Driving with my windows down, passing the jail on Alameda —the jail that’s depicted on the cover of some editions of “City of Quartz”— and from some open window on that building comes the unmistakable sound of sneakers squeaking on an indoor basketball court.
Walking down Flower, a teen skateboards past me while videochatting with his friend. He stops and points the camera on his phone at the InterContinental and says to his friend, “See that?
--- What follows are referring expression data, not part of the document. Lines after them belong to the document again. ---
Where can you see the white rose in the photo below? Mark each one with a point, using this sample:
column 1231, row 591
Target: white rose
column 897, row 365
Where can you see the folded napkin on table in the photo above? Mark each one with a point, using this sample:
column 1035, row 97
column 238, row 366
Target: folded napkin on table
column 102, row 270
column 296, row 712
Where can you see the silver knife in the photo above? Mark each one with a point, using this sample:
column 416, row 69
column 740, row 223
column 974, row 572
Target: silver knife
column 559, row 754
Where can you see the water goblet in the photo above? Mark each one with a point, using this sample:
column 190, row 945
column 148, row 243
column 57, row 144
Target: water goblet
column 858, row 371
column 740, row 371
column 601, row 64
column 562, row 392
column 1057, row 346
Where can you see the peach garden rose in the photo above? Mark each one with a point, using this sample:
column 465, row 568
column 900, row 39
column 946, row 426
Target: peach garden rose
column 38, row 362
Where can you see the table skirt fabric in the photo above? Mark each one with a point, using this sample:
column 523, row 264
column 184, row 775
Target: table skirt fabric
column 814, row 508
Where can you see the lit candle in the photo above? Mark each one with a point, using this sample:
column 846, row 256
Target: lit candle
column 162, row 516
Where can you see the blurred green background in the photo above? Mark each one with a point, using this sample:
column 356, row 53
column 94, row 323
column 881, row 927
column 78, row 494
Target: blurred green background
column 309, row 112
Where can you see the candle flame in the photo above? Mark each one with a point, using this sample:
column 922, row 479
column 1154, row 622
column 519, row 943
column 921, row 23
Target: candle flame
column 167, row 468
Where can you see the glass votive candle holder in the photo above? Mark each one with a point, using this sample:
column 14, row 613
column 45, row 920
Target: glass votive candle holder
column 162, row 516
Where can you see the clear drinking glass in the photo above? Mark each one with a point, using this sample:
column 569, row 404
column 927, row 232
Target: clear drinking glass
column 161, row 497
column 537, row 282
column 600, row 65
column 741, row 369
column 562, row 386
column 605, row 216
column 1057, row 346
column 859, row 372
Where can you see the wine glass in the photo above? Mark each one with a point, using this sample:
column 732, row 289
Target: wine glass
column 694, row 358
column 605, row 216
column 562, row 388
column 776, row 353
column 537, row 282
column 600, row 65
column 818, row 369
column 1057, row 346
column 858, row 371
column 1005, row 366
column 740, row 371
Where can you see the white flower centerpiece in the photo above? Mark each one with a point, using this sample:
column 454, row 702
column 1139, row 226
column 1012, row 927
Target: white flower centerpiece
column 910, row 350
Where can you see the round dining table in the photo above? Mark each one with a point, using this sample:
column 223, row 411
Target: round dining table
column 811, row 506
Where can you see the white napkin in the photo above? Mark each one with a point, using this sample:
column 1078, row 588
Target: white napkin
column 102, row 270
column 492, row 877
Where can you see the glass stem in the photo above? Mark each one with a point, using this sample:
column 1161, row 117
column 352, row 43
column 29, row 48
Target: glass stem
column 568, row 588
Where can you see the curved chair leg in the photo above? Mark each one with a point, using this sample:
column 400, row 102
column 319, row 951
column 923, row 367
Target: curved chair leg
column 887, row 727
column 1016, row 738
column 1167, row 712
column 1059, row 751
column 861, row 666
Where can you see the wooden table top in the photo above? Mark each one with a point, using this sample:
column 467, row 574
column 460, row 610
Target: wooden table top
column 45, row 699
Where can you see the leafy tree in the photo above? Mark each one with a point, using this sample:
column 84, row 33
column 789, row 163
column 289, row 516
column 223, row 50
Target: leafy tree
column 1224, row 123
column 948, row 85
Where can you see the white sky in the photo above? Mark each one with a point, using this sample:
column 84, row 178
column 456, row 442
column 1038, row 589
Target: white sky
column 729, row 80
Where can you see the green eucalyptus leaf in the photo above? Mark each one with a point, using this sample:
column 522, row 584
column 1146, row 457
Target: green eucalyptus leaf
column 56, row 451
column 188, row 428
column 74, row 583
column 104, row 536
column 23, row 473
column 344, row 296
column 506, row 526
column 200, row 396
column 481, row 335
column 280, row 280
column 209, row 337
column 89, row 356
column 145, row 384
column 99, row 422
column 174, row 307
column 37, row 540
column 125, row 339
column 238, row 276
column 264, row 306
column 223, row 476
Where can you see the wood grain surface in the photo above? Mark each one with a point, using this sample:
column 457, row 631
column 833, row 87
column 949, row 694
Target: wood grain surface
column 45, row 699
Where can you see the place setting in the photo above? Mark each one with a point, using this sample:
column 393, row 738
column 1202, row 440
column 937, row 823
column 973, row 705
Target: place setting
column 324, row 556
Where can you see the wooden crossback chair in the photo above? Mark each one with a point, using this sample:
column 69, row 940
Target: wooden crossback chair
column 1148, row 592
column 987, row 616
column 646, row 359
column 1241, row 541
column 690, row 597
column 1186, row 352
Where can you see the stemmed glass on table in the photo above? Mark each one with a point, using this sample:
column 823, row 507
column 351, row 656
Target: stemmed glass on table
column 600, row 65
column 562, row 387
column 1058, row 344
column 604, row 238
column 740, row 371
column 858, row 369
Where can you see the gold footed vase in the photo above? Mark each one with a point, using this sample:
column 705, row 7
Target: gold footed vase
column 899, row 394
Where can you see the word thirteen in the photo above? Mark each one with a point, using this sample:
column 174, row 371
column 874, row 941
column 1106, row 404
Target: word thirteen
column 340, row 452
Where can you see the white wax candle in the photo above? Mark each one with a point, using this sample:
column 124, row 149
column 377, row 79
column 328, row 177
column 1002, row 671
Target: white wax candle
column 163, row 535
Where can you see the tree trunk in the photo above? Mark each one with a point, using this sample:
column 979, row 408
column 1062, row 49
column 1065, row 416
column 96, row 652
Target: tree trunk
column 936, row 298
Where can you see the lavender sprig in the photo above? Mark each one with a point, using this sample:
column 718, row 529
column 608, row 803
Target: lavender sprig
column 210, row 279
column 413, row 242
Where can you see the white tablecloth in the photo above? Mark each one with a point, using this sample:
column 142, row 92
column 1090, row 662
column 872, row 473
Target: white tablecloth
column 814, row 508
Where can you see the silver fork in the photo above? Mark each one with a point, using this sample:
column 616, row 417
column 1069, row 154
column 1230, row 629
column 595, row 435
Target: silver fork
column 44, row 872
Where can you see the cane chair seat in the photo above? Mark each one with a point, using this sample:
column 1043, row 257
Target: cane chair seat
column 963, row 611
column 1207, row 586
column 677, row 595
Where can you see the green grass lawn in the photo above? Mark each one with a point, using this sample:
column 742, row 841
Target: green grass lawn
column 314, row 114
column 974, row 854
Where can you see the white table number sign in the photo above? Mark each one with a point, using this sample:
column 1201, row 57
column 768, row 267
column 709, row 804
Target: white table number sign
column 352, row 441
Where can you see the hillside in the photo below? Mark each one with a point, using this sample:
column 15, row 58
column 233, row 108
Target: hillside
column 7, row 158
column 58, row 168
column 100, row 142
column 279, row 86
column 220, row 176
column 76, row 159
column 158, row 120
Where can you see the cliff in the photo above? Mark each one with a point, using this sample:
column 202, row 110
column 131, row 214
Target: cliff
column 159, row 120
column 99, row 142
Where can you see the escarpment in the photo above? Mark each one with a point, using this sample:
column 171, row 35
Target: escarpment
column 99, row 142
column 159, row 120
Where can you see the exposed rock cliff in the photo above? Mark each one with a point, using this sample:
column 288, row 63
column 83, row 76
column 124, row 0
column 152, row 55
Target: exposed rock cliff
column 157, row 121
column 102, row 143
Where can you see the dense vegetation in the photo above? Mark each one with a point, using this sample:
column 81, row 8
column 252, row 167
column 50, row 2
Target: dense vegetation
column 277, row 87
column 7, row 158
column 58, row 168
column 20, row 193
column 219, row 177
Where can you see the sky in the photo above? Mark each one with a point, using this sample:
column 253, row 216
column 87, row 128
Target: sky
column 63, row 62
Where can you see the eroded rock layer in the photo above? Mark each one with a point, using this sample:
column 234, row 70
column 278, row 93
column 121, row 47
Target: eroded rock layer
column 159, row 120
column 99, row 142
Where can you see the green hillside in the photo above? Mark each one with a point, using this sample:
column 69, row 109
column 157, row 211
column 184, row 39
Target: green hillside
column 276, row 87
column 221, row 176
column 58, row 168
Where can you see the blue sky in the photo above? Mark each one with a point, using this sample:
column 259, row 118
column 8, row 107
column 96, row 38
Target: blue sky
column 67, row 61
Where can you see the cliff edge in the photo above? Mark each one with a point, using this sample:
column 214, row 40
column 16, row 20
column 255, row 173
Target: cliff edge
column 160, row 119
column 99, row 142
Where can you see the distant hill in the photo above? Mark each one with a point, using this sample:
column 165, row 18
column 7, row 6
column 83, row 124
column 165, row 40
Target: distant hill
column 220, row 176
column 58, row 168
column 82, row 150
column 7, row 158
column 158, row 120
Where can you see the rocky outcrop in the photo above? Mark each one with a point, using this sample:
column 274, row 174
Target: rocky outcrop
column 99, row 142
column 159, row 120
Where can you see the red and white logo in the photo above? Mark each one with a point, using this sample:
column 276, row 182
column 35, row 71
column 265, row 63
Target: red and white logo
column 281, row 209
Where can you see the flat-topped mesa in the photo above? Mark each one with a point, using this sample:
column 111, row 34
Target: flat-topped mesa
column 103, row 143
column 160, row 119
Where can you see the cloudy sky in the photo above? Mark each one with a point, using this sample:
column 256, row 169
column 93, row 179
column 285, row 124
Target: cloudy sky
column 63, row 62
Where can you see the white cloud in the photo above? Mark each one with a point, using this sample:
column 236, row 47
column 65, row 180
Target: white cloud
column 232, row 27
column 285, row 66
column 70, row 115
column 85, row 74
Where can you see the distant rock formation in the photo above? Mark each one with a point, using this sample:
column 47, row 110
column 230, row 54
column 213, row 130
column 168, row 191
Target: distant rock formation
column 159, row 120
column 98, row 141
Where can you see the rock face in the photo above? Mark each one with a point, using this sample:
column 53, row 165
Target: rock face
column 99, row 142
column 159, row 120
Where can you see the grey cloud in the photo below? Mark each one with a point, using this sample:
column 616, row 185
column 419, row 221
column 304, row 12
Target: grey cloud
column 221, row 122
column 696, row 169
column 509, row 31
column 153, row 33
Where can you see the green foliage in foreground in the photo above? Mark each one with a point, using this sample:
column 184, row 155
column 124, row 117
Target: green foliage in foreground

That’s the coolest building in the city.”
Driving through the alley behind my house with my bicycle on the roof rack of my car, the handlebars knock an orange off a neighbor’s tree, and as I look both ways before driving out of the alley and onto the street, the orange rolls down my windshield.
Hiking along Vista Del Valle (the best named street you’ve never heard of?) in Griffith Park, a group of teens in matching sweats, all bearing the logo of the same boxing gym, walks past me, each of them carrying an axe.
On another trail, an older man, dressed in some kind of traditional fashion, walks down a steep hillside, while an older woman, also dressed in some traditional fashion, films him with an iPhone 13 on a tripod.
Biking on Zoo Drive, just north of the zoo parking lot, a guy on the strip of grass there cracks a bullwhip while spinning and kicking acrobatically and films himself doing it.
Further along Zoo Drive, outside Traveltown, a guy dressed as an old timey train conductor films himself playing the harmonica, which he tells me is for his Instagram.
Riding north on the LA River bike path, just before Colorado, a golf ball, presumably hit from the golf course on the other side of the 5, bounces off the freeway, then over the fence and onto the bike path in front of me, then down the embankment until it splashes audibly into the river.
Riding south on Crystal Springs Drive, two hawks collide just two feet above my head, shrieking as they attack each other.
Sitting next to the LA River, outside of Spoke, a woman nearby tells her friend she wants to kayak down the river wearing “Topo Chico sunglasses.”